Todas las crónicas lo decían, el Barça fue el mejor pero perdió por 3-2, Kocsis lloró después de haber estrellado dos balones contra unos postes de aristas que luego fueron prohibidos por la FIFA. Y nuestra banda de proscritos de San Severiano lloró la grandeza de sus héroes maltratados por la fortuna. Quienes entienden de fútbol dicen que en esas contingencias radica el éxito de un deporte cuyo resultado nunca es predecible, y el buen juego no siempre resulta laureado. Yo nunca he entendido de fútbol, pero admiraba a esos exóticos atletas a quienes no vi hasta un Trofeo Carranza del verano de ese mismo año, en el cual Kocsis marcó un hermoso gol de cabeza.

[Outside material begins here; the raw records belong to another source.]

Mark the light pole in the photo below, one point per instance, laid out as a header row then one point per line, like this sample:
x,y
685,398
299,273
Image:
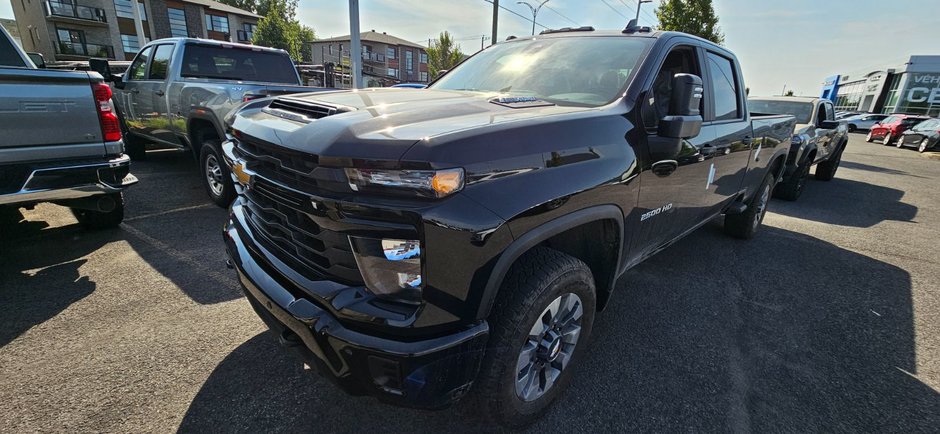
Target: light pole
x,y
639,4
535,11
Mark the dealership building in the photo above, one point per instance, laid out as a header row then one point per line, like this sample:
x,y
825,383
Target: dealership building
x,y
912,87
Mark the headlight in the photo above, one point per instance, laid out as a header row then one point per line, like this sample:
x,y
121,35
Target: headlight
x,y
426,183
390,268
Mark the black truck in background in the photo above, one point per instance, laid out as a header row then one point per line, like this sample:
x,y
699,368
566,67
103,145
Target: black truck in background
x,y
420,245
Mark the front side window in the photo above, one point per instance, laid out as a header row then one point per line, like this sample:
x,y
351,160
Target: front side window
x,y
724,87
160,63
138,69
177,22
216,23
577,71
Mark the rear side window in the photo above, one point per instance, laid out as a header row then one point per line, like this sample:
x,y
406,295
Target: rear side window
x,y
229,63
138,69
160,62
8,54
724,87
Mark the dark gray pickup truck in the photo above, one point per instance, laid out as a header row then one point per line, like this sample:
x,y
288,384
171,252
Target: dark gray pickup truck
x,y
177,92
61,141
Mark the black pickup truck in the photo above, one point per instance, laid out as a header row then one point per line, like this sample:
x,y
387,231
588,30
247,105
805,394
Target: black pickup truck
x,y
417,245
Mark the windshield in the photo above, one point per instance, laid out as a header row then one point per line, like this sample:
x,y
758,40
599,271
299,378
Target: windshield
x,y
229,63
583,71
802,111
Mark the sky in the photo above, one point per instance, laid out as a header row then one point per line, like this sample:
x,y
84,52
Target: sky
x,y
796,43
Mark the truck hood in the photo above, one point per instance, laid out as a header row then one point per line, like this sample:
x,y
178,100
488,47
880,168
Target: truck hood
x,y
381,124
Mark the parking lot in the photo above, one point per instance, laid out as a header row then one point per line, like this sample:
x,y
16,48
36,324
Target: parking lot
x,y
828,321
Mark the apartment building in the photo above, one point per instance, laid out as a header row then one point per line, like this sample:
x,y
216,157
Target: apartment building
x,y
386,59
80,29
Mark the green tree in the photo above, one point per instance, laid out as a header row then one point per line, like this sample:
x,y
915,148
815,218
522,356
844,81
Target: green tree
x,y
443,54
695,17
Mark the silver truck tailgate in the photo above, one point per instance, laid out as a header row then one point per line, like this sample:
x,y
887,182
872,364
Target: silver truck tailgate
x,y
46,108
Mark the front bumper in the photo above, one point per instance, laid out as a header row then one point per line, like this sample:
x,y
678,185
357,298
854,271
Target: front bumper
x,y
64,180
431,373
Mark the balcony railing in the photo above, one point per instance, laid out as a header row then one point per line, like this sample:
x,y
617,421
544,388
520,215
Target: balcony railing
x,y
57,9
87,50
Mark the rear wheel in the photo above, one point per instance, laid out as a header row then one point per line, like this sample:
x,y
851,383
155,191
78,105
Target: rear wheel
x,y
102,219
215,174
746,224
540,327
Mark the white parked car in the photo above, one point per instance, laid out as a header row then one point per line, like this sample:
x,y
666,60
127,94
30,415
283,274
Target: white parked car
x,y
863,122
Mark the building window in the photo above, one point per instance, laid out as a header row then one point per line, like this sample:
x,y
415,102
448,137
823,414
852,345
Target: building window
x,y
130,43
215,23
177,22
123,9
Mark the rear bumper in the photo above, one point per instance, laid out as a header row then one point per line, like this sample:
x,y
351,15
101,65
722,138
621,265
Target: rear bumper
x,y
53,181
430,373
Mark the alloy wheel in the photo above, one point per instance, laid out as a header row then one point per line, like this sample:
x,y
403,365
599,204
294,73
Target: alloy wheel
x,y
549,346
214,175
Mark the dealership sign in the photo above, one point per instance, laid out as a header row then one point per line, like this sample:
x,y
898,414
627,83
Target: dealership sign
x,y
923,88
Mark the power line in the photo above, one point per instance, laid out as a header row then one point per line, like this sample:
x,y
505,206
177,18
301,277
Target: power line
x,y
614,9
561,15
518,14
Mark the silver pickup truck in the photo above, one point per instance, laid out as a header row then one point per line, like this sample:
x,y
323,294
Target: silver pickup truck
x,y
178,91
60,141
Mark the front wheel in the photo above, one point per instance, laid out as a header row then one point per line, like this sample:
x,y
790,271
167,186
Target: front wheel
x,y
746,224
540,328
215,174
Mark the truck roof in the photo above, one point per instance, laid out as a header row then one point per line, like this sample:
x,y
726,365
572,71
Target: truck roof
x,y
215,42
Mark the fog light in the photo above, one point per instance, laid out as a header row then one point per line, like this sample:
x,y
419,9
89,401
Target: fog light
x,y
391,268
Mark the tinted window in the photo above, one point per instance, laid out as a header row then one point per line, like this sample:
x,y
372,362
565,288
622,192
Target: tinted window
x,y
138,69
160,62
210,61
8,54
724,88
565,71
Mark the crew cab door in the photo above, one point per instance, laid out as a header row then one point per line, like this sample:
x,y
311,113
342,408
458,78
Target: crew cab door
x,y
725,114
134,107
671,205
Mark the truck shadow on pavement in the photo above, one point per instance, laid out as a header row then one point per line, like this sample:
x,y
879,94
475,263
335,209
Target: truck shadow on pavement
x,y
712,335
846,202
39,282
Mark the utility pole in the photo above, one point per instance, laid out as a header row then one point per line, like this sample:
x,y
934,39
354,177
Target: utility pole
x,y
495,19
639,4
535,11
355,51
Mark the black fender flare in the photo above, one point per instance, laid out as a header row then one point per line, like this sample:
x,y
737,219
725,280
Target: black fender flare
x,y
541,233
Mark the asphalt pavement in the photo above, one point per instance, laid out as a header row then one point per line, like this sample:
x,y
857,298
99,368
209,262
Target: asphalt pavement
x,y
828,321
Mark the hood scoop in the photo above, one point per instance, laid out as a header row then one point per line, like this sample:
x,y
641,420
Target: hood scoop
x,y
520,101
301,111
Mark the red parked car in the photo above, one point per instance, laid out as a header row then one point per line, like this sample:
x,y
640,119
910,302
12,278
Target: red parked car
x,y
892,128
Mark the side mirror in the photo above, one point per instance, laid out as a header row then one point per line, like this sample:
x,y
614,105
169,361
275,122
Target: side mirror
x,y
37,59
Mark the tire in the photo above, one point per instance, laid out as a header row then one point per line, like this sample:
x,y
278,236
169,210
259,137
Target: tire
x,y
886,140
792,188
826,170
746,224
216,177
537,280
102,220
134,147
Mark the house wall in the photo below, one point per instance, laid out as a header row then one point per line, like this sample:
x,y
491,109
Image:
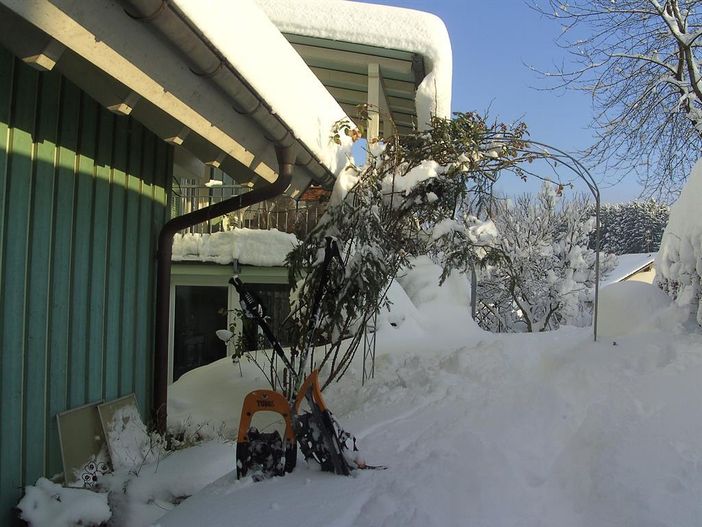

Lo confieso, nunca me ha interesado el fútbol como espectáculo; cuando me he sentado en la grada no consigo prestar atención, de modo que cuando la multitud jalea un gol me suele pillar pensando en otra cosa. Sin embargo la épica futbolística puebla los recuerdos de mi infancia, las peripecias de Kocsis me emocionaron tanto como las de Jim Howkins cuando finalmente entendió que para hacerse con el tesoro del Capitán Flint debería comportarse como un auténtico bucanero.

Durante mi adolescencia madrileña se desdibujaron mis recuerdos azulgranas, pero la infancia siempre acude para aliviar las inclemencias del alma, y en 1974 irrumpe en mi vida un nuevo héroe llamado Johan Cruyff ¿cómo no emocionarse al contemplar su danza sobre el césped?

Entonces un Barça que apenas había brillado en 14 años, venció por 0-5 en el Bernabéu, yo volví a sentir con alegría la pasión culé y todo Madrid estalló paradójicamente en una fiesta, animada por aficionados al Atleti y por sectores de la oposición política que identificaba a los madridistas con el régimen. De nuevo Alberti: «Porque volviste el pulso perdido a la pelea, en el arco contrario el viento abrió una brecha».